Unknown | 12:51 | 0 commenti


Brevi note sul termine di impugnazione del licenziamento alla luce della più recente giurisprudenza di Adriana Capozzoli
Ai sensi dell'art. 6, L. 604/1966 il licenziamento deve essere impugnato a pena di decadenza entro sessanta giorni dalla ricezione della sua comunicazione, con qualsiasi atto scritto, anche stragiudiziale, idoneo a rendere nota la volontà del lavoratore, anche attraverso l'intervento dell'organizzazione sindacale.
L'impugnazione non richiede formule sacramentali, essendo sufficiente ogni atto scritto con cui il lavoratore manifesti al datore, con qualsiasi termine anche non tecnico e senza formule prestabilite, la volontà di contestare validità ed efficacia del provvedimento, contenendo, questa manifestazione di volontà, implicita riserva di tutela dei propri diritti davanti all'autorità giudiziaria.
Ratio della norma è l'eliminazione di uno stato di incertezza sulla persistenza del rapporto di lavoro, tutelando l'esigenza datoriale di aver consapevolezza dell'organizzazione e gestione delle risorse umane, onde evitare il più possibile mutamenti degli assetti produttivi conseguenti alla riammissione in servizio di lavoratori precedenti espulsi.

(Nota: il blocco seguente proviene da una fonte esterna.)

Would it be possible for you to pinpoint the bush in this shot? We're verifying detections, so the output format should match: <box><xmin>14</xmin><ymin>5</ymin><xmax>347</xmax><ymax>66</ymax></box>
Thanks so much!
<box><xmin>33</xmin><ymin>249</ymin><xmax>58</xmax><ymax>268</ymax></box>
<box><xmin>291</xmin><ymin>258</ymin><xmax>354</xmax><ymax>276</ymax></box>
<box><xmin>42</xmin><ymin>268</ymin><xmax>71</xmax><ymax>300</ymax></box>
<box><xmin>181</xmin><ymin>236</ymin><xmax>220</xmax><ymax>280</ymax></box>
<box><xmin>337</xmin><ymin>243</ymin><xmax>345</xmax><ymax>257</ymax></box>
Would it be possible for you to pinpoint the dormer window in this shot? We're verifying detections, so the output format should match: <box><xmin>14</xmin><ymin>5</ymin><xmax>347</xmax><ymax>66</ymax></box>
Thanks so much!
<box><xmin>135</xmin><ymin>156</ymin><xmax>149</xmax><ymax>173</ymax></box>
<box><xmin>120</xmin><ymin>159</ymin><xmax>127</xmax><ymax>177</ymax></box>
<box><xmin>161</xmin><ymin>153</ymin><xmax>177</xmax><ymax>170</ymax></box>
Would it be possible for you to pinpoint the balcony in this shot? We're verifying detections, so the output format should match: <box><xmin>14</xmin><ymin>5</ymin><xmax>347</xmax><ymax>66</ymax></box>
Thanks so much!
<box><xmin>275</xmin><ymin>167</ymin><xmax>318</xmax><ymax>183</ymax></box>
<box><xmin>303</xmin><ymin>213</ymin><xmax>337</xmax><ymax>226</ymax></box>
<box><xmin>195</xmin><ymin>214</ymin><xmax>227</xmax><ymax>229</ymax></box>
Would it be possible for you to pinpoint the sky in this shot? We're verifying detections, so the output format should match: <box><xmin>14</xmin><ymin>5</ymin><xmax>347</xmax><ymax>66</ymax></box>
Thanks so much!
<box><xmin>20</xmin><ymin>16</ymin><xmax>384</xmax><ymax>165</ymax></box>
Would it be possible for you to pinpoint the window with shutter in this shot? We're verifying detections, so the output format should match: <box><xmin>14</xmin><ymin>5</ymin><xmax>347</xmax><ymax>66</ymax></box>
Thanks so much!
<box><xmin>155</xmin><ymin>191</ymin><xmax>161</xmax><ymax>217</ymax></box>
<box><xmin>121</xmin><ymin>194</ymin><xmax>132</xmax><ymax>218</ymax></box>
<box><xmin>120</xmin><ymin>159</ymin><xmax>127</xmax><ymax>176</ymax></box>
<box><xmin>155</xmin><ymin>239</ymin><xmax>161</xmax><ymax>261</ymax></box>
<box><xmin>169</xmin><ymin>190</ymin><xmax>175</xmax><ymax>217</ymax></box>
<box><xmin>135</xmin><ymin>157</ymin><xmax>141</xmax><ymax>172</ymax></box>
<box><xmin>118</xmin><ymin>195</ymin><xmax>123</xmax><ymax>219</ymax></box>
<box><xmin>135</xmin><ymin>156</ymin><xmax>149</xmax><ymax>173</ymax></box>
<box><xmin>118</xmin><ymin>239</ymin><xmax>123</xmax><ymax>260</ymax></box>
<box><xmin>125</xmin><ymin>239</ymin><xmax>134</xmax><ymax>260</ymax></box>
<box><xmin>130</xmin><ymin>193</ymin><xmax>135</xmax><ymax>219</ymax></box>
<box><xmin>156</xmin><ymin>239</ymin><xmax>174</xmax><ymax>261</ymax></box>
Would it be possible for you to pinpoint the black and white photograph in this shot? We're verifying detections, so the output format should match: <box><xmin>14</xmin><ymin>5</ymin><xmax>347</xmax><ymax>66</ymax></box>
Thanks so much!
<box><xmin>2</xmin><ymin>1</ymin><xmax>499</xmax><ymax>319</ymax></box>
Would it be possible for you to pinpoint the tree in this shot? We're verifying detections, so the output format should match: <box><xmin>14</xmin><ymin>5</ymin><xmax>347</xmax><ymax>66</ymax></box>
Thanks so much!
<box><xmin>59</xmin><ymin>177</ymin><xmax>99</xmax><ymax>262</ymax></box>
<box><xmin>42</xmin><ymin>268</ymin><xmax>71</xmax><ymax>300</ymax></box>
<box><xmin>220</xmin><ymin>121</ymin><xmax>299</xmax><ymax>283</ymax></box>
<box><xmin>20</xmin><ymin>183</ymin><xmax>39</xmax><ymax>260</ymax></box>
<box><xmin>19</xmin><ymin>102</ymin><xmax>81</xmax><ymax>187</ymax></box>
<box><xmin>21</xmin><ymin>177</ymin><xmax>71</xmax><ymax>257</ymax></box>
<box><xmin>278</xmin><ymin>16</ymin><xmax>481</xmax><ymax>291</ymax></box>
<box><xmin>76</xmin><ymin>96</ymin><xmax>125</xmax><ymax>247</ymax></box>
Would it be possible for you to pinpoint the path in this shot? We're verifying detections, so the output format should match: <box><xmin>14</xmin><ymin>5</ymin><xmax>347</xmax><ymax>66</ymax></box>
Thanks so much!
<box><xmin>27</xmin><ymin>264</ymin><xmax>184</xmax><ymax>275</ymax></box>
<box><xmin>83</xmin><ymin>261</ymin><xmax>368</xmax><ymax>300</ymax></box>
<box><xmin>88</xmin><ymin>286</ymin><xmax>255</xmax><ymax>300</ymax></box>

1. Il termine decadenziale decorre pertanto a) dalla comunicazione del licenziamento ovvero b) dalla comunicazione dei motivi ove non contestuale (in tal caso l'impugnazione del licenziamento da parte del lavoratore anteriormente alla comunicazione dei motivi pure richiesti non è colpita da inefficacia e non comporta onere di effettuare autonoma impugnazione), ovvero c) dalla comunicazione del preavviso in caso di licenziamento con preavviso.
Ai sensi dell'art. 2964 c.c. ai termini di decadenza non si applicano le norme relative alla prescrizione, stante la tassatività delle stesse, ed in particolare quelle di interruzione e di sospensione per le condizioni del titolare (art. 2942, n. 1 c.c.).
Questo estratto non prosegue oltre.